Но втрое страшней, если нету
И вовсе такой на лугу.
Той самой. Волшебной. Из сказки.
Редчайшей на свете травы.
ПАМЯТЬ
Ты, может быть, чему-то был началом,
Что кончится беспамятно с тобой.
Мотив колес затих в ночи печальной,
Задушенный оглохшей тишиной.
Осядет пыль. Следы телеги шаткой
Весна затянет новою травой,
Но в запахе дурманящем и сладком
Воскреснет привкус горечи былой.
И в долгожданном ласковом молчанье
Вдруг голоса ушедших зазвучат,
С собою принося воспоминанья
Находок, узнаваний и утрат.
Скрываются в долинах расставаний
Начала всех истоптанных дорог.
Сомнения, победы и исканья
Покрыли сердце клинописью строк.
И кровоточат буквы.
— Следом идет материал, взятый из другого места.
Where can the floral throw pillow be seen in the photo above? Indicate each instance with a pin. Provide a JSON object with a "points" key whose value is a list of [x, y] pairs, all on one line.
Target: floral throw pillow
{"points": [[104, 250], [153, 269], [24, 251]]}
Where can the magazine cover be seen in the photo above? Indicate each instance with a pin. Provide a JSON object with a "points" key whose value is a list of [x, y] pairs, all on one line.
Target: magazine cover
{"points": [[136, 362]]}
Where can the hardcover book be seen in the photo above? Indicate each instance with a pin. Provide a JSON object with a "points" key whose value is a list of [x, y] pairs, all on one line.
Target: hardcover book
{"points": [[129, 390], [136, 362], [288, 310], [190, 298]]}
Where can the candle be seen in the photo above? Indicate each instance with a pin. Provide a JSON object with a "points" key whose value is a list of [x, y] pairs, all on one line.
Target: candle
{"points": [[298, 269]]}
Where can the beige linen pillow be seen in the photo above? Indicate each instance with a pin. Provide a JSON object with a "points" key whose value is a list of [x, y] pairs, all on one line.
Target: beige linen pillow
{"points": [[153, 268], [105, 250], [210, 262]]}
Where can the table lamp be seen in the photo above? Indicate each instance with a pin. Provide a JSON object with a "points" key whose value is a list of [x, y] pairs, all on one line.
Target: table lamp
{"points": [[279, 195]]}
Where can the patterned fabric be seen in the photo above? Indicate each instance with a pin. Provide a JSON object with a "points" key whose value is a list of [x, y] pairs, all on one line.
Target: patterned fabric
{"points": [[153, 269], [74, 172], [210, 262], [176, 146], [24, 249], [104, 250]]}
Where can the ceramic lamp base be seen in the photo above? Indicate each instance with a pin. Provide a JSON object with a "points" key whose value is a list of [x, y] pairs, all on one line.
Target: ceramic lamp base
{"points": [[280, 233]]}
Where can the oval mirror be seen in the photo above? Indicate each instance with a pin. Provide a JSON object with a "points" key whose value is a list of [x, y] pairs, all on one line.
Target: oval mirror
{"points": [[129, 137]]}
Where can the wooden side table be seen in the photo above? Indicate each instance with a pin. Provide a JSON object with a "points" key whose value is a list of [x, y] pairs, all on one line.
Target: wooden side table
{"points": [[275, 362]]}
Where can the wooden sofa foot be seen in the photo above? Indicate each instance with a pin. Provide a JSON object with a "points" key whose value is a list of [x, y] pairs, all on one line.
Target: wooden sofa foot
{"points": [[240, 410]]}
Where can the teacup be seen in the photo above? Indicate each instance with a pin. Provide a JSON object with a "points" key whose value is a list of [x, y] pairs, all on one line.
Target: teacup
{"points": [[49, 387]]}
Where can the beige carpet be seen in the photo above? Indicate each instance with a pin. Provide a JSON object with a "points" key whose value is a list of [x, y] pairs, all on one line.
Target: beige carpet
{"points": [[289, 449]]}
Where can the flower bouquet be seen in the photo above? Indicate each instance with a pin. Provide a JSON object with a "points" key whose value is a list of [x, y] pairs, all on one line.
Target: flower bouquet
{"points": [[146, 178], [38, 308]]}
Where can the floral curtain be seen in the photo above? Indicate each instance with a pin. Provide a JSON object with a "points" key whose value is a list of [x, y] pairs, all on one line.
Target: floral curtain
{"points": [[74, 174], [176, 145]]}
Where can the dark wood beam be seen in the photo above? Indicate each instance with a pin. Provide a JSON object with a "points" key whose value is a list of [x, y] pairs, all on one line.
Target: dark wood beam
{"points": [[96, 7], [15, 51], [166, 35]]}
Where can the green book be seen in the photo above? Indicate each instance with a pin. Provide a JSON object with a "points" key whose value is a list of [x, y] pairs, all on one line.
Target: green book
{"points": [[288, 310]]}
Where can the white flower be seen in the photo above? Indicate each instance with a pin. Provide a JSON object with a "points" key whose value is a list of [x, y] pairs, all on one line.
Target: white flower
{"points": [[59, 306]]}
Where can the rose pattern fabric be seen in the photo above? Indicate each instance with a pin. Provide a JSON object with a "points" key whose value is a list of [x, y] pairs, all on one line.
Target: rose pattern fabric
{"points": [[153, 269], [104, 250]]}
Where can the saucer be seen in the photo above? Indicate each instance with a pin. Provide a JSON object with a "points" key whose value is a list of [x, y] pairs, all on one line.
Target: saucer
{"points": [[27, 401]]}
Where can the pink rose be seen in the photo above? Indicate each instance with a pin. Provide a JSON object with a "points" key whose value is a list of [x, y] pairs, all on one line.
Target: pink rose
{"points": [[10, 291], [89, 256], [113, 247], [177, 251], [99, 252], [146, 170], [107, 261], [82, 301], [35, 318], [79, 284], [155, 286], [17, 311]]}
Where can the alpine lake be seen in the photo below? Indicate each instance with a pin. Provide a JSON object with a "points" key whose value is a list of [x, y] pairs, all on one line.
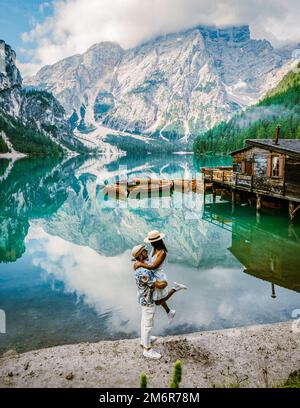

Бесполезно
Забвенья ждать от памяти больной —
Нет скальпеля нить прошлого обрезать,
Звенящую надорванной струной.
Вот музыка стареющего сердца,
Сигналы возраста, которых не сменить, —
Пусть новою мечтой не загореться,
Но старую не время хоронить.
Порой вздохнешь: как быстро жизнь промчалась
Но сдержишь скорбь надеждою святой:
Ты, может быть, чему-то был началом,
Что не умрет беспамятно с тобой.
ВЛАДИМИР ГОРДЕЙЧЕВ{161}
(Род. в 1930 г.)
НАШЕ ВРЕМЯ
Не могу отмалчиваться в спорах,
если за словами узнаю
циников, ирония которых
распаляет ненависть мою.
И когда над пылом патриотов
тешатся иные остряки,
я встаю навстречу их остротам,
твердо обозначив желваки.
Принимаю бой!
Со мною вместе встаньте здесь,
сыны одной семьи,
рыцари немедленного действия,
верные товарищи мои!
Встаньте вы, слепяще белозубы,
с вами я мужал и вырастал,
станции Касторной жизнелюбы,
чьи ладони грубы, как металл!
Вас зову, – в мерцании коптилок,
реве гроз и топоте сапог, —
с кем потом судьба меня сводила
на вокзалах тысячи дорог.
Мы из тех, кто шел босой за плугом,
помогая старшим в десять лет,
кто в депо грузил тяжелый уголь,
чтоб пойти с любимой на балет,
кто, в себя до дерзости поверив,
в двадцать лет пластует целину
и в зрелости обдуманно намерен
повести ракету на Луну.
Принимаем имя одержимых!
Нам дремать по-рыбьи не дано, —
кровью, ударяющей по жилам,
сердце в наши будни влюблено.
Пусть во всем, что сделано моими,
твердыми ладонями, живет
душу озаряющее имя,
знамя поколенья, – патриот!
‹1955›
АНАТОЛИЙ ЖИГУЛИН{162}
(Род. в 1930 г.)
БЕРЕЗА
Звенел топор, потом пила.
Потом – последнее усилье.
Береза медленно пошла,
Нас осыпая снежной пылью.
Спилили дерево не зря, —
Над полотном, у края леса,
Тугие ветры декабря
Могли свалить его на рельсы.
Его спилили поутру.
Оно за насыпью лежало
И тихо-тихо на ветру,
Звеня сосульками, дрожало…
Зиме сто лет еще мести,
Гудеть в тайге, ломая сосны,
А нам сто раз еще пройти
Участок свой По шпалам мерзлым.
И, как глухой сибирский лес,
Как дальний окрик паровоза,
Нам стал привычен темный срез —
Большая мертвая береза.
Пришла весна.
И, после вьюг
С ремонтом проходя в апреле,
Мы все остановились вдруг,
Глазам испуганно не веря:
Береза старая жила.
Упрямо почки распускались.
На ветках мертвого ствола
Сережки желтые качались!..
Нам кто-то после объяснил,
Что бродит сок в древесной тверди,
Что иногда хватает сил
Ожить цветами
После смерти…
Еще синел в низинах лед
И ныли пальцы от мороза,
А мы смотрели,
Как цветет
Давно погибшая береза.
‹1963›
УТИНЫЕ ДВОРИКИ
Утиные Дворики – это деревня.
Одиннадцать мокрых соломенных крыш.
Утиные Дворики – это деревья,
Полынная горечь и желтый камыш.
Холодный сентябрь сорок пятого года.
Победа гремит по великой Руси.
Намокла ботва на пустых огородах.
Увяз «студебеккер» в тяжелой грязи.
Утиные Дворики…
Именем странным
Навек очарована тихая весь.
Утиные Дворики…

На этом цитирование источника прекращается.